‘Occupy Four Corners’ keeps beating drum loudly on the foreclosure front

Five and a half miles from Dewey Square, a small crowd gathered on Fowler Street in Dorchester on a windy Friday afternoon. The forty people represented a range of young and old, a mix of those from the Four Corners neighborhood and those from outside it.

While the ousted occupants of a trapezoid-shaped Financial District parcel once filled with tents consider their next steps, some members of the controversial movement known as “Occupy Boston” are joining up with City Life/Vida Urbana, a tenant advocacy group that has similar aims. Bryan MacCormack, a 22-year-old Northeastern University student, is one of them.

“It was my obligation to participate,” said MacCormack, a New York native who now lives in Mission Hill.
As the crowd waved signs and chanted slogans slamming banks, MacCormack said he was there to “stand in solidarity” with City Life and learn from what the group has been doing.

MacCormack was among the hundred or so Occupy Boston members who were arrested in October when members of the group attempted to expand their Dewey Square footprint. The parcel was later cleared of tents and everything else by Boston police, a sweep that effectively ended the 10-week encampment, leading members of the movement to find somewhere else to gather.

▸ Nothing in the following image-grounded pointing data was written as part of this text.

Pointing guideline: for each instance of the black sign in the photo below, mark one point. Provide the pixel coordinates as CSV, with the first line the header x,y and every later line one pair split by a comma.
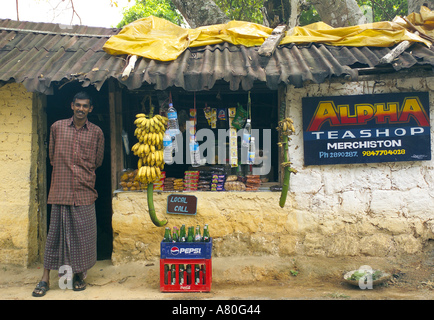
x,y
366,128
181,204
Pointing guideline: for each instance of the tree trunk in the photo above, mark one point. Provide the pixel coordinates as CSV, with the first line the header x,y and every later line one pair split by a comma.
x,y
339,13
414,5
199,13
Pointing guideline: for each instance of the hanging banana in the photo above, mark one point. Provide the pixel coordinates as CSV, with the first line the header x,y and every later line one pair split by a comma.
x,y
150,132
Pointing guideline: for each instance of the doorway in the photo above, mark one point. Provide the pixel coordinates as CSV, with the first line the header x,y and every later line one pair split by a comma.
x,y
59,107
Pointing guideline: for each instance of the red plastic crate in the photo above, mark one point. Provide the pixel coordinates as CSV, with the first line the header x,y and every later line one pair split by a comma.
x,y
189,285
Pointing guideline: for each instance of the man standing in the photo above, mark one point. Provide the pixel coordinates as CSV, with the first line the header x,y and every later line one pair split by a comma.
x,y
76,149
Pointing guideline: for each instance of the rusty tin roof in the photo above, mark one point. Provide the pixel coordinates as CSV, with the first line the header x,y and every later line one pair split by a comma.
x,y
40,54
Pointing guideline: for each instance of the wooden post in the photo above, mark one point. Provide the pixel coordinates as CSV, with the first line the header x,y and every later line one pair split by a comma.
x,y
270,44
116,150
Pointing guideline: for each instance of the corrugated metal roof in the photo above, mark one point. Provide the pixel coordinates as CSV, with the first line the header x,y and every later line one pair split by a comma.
x,y
39,54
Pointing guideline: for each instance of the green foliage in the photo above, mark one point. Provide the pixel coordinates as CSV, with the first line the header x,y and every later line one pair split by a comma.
x,y
385,10
249,10
143,8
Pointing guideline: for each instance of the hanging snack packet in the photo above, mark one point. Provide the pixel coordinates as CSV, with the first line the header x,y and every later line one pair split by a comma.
x,y
240,118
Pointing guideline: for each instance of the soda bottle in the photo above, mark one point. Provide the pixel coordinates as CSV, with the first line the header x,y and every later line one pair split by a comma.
x,y
205,234
204,274
197,236
181,274
172,124
175,236
188,273
182,235
247,134
167,237
173,274
251,158
190,237
197,274
166,274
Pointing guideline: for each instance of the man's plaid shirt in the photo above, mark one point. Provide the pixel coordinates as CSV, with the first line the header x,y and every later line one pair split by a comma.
x,y
74,155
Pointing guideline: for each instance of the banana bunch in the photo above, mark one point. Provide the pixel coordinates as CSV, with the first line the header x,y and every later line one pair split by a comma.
x,y
149,149
286,127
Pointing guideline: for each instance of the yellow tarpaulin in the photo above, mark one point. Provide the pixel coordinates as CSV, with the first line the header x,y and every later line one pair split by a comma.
x,y
159,39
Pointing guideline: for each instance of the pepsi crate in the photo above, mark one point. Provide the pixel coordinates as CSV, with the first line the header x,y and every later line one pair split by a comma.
x,y
185,275
186,250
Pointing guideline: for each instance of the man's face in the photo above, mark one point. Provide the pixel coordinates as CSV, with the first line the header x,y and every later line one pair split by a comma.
x,y
81,108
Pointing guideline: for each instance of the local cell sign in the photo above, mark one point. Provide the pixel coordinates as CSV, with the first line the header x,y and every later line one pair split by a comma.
x,y
366,128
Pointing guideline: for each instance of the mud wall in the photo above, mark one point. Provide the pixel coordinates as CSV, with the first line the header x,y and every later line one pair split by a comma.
x,y
18,150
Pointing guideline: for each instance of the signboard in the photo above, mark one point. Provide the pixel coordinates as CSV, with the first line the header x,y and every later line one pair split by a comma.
x,y
181,204
366,128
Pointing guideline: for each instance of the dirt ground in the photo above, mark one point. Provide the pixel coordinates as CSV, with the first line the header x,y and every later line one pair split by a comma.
x,y
243,278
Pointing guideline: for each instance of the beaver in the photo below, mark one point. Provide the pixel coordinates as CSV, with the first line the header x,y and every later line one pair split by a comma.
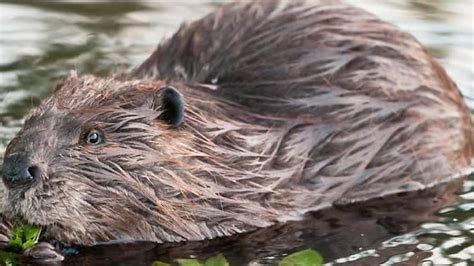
x,y
254,115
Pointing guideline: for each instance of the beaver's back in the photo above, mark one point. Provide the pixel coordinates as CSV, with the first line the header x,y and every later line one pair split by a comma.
x,y
360,108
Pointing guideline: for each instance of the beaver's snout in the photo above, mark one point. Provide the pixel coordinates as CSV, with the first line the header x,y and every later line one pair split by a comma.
x,y
19,170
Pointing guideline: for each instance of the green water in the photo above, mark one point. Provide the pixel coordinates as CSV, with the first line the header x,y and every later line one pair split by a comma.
x,y
40,41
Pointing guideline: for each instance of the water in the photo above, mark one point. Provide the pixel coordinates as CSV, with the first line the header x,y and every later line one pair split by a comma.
x,y
41,41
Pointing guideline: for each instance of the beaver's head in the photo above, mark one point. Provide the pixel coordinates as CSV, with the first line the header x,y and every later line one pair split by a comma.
x,y
84,165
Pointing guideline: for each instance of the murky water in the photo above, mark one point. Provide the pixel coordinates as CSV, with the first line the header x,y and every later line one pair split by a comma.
x,y
40,41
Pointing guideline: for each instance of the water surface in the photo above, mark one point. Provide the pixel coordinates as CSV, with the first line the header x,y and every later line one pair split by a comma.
x,y
41,41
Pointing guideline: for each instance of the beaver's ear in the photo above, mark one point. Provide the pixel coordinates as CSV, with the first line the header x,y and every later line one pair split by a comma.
x,y
171,105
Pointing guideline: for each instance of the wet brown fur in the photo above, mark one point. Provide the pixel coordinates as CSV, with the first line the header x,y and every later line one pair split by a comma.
x,y
290,107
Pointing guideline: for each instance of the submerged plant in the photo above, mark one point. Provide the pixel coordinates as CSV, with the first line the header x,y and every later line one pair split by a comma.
x,y
306,257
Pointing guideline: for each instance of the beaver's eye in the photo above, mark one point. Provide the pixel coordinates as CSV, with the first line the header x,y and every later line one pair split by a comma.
x,y
94,137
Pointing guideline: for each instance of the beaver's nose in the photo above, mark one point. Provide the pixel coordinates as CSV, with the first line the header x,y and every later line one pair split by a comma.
x,y
17,170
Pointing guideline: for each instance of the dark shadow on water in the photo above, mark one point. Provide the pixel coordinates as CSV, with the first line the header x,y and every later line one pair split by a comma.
x,y
335,233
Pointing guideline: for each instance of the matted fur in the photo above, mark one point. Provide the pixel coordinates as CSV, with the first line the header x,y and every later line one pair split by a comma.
x,y
290,107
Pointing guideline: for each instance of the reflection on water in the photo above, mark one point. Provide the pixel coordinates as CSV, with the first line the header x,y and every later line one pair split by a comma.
x,y
40,41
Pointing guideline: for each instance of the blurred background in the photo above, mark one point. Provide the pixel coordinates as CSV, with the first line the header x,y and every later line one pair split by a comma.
x,y
40,41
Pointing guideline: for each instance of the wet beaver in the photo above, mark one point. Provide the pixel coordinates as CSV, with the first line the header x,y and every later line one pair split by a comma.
x,y
253,115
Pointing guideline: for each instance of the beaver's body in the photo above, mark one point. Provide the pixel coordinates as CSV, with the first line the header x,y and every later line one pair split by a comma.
x,y
290,107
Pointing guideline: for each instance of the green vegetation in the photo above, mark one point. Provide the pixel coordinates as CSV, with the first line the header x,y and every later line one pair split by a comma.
x,y
23,237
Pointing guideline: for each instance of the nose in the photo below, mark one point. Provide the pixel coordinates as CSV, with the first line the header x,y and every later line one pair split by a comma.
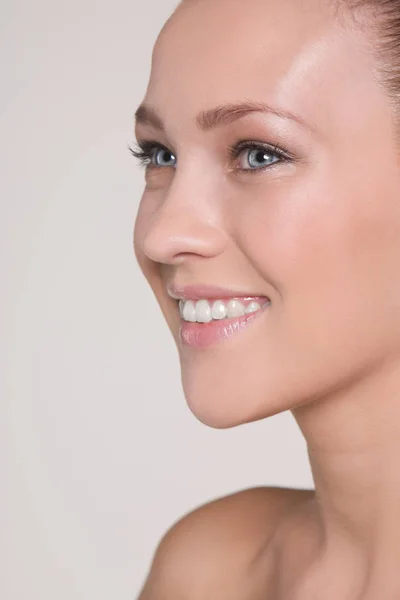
x,y
179,228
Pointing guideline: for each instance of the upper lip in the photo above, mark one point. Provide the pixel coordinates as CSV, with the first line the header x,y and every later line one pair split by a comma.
x,y
202,291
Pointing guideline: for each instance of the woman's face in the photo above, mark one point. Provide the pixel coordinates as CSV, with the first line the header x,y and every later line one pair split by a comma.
x,y
315,230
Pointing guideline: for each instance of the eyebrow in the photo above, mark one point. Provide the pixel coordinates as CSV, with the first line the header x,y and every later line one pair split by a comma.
x,y
218,116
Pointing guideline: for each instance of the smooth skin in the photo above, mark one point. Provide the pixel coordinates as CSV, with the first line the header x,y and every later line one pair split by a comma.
x,y
320,236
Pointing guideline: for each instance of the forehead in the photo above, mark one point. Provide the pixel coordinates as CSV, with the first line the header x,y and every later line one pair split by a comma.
x,y
285,52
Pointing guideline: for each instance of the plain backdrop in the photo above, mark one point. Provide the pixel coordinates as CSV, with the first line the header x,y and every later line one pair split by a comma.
x,y
99,453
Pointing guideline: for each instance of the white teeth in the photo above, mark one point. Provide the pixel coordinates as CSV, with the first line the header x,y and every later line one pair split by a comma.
x,y
235,309
203,311
189,311
219,310
252,307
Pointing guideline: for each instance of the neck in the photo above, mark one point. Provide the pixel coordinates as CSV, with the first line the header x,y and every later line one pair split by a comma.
x,y
354,448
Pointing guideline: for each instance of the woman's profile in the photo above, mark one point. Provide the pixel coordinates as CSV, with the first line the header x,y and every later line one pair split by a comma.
x,y
269,232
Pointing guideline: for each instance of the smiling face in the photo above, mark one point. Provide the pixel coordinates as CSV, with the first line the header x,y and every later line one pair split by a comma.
x,y
314,225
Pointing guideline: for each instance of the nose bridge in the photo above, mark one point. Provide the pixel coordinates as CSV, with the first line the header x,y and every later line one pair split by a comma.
x,y
186,221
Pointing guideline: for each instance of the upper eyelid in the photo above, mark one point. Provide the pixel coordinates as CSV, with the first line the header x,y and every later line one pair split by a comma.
x,y
240,146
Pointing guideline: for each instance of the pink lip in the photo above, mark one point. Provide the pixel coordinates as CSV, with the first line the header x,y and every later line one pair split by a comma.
x,y
198,292
203,335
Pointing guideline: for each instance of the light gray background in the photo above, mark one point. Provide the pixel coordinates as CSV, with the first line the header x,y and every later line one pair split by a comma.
x,y
99,453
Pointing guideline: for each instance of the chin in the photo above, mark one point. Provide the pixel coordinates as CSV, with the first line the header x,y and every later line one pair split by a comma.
x,y
224,404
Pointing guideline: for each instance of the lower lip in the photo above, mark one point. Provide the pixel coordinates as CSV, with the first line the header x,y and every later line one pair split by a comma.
x,y
203,335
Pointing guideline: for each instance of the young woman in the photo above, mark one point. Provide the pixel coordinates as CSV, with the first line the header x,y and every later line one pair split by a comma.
x,y
269,231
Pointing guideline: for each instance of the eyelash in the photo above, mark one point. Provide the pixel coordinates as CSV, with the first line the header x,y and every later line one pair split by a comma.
x,y
147,149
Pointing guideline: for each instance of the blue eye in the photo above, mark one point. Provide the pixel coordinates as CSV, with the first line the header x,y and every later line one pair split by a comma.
x,y
254,156
259,158
153,155
163,158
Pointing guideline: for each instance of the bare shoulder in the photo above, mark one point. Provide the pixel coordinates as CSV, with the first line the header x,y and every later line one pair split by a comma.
x,y
212,549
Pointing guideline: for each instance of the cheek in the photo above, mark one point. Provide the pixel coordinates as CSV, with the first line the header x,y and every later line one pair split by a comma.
x,y
330,256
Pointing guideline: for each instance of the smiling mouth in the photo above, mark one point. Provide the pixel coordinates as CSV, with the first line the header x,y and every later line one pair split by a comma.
x,y
206,311
210,331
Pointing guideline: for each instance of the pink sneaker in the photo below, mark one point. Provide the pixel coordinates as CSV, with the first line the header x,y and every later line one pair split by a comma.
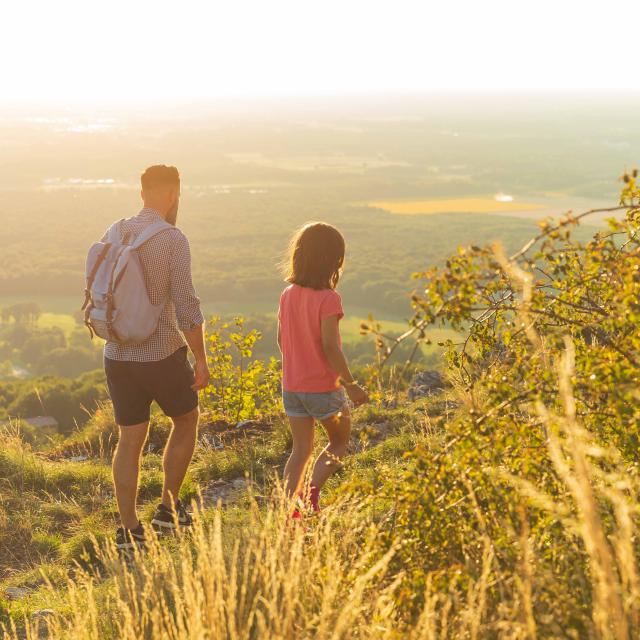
x,y
314,499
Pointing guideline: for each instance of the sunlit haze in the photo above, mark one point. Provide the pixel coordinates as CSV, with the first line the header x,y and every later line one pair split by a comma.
x,y
145,51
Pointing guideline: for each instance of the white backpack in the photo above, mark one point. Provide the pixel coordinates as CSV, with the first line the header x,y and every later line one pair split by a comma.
x,y
117,306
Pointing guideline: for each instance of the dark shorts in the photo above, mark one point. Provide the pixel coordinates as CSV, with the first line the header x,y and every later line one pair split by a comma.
x,y
133,386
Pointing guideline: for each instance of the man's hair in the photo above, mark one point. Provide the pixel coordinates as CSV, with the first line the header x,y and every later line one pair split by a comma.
x,y
316,255
159,176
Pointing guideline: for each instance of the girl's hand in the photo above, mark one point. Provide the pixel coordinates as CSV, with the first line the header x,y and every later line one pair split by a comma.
x,y
357,394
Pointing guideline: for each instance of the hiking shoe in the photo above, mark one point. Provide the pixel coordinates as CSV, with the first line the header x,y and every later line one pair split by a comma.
x,y
166,521
130,539
314,499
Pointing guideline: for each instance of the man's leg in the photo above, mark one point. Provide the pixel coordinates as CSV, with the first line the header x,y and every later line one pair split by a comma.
x,y
177,454
126,467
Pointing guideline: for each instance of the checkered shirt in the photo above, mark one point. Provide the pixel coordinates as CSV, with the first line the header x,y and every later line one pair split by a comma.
x,y
166,259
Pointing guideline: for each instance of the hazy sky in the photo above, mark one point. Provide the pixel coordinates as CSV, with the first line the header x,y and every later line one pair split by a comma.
x,y
134,50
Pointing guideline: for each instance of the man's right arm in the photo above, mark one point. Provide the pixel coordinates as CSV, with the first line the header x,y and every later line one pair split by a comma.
x,y
187,306
195,340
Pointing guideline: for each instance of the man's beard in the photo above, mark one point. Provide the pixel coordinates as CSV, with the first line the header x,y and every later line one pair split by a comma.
x,y
172,215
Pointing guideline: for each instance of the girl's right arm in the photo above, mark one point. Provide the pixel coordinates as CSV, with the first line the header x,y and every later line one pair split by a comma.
x,y
337,361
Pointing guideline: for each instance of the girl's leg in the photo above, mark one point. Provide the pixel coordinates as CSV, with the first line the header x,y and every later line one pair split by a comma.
x,y
302,432
338,428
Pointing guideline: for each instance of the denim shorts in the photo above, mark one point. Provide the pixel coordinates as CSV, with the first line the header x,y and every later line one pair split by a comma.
x,y
315,405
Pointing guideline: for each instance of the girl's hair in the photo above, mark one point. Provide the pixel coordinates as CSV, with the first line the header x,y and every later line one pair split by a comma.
x,y
316,256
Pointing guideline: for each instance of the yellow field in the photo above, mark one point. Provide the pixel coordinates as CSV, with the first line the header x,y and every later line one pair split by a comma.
x,y
453,205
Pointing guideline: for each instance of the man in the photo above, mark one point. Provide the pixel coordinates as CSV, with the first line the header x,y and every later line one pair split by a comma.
x,y
158,368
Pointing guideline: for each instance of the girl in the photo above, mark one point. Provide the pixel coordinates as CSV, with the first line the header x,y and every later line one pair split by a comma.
x,y
315,371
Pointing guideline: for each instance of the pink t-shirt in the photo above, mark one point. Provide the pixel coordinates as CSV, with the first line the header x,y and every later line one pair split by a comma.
x,y
304,366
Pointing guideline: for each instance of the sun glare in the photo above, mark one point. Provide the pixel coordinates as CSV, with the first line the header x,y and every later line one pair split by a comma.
x,y
123,51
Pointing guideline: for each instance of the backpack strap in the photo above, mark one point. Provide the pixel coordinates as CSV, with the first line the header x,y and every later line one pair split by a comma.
x,y
150,232
92,275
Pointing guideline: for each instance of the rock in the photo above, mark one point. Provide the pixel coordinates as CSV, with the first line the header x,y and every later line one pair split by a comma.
x,y
426,383
222,491
213,441
15,593
246,424
77,458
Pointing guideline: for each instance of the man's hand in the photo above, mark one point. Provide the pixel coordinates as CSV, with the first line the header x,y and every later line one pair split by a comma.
x,y
201,371
357,394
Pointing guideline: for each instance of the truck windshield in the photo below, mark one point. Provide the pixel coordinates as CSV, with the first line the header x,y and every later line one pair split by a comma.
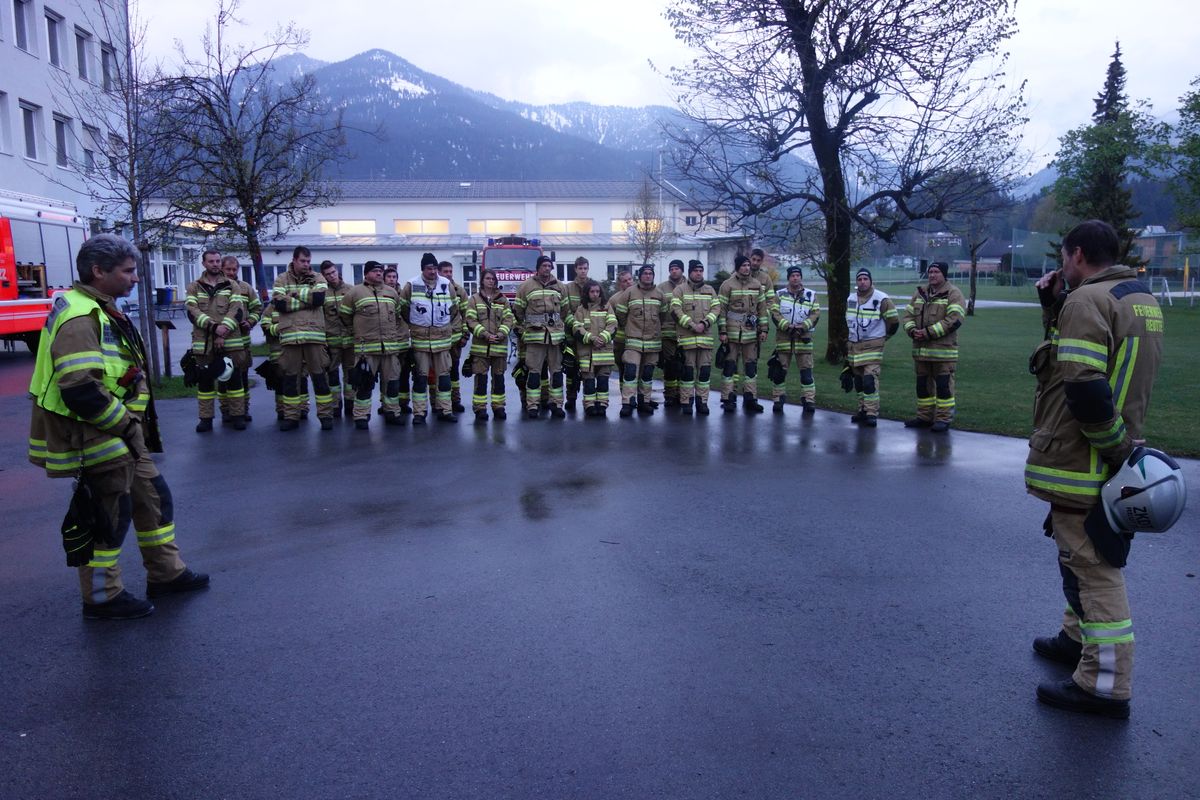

While people like MacCormack were engaged with Occupy Boston, City Life teamed up with the Greater Four Corners Action Coalition for a “take back the block” rally as part of a longtime effort to educate homeowners and pressure banks into easing up on foreclosures and allowing families to refinance and reduce home loan payments.

“Without this movement, they [the banks] would get away with this totally,” said Marvin Martin, the action coalition’s executive director.

As the rally outside of 40 Fowler St., at one point a foreclosed home, wound down, Martin pointed to the houses that are in foreclosure. “Ten on this street,” he said. “This one there. That one there… It’s destabilization.”

In front of him, activists brandished signs reading “Beat Back the Bank Attack” and “Pain for the Many/Profits for the Few!” while yelling “Shame on the banks!”

“We are working to end the bank practice of foreclosure evictions and spreading the drive for alternative approaches to keeping families in their homes and communities all over New England and all over the country,” Curdina Hill, City Life’s executive director, said in a statement.

The three-family home at 40 Fowler has a complicated history: It was illegally foreclosed on by Deutsche Bank, according to City Life organizers. The owners were forced out under threat of eviction, and it was vacant for a year.

Worth $439,600 in 2007, the 2,900-square-foot home’s assessed value was $268,000 three years later, according to city records. The owners are listed as Johnnie Hendricks and Michael Hendricks Jr.
City Life organizers cleaned up the house and occupied it while attempting to locate one of the owners, but after the incorrect paperwork was fixed, the owners didn’t want to move back in, according to Brandon German, a City Life activist and organizer. Last Friday, City Life moved the St. Simon family, which had been evicted from a home in Hyde Park by Aurora Bank, into the building.

“At City Life, we tell people, ‘Don’t leave,’ ” said German. In other words: Occupy.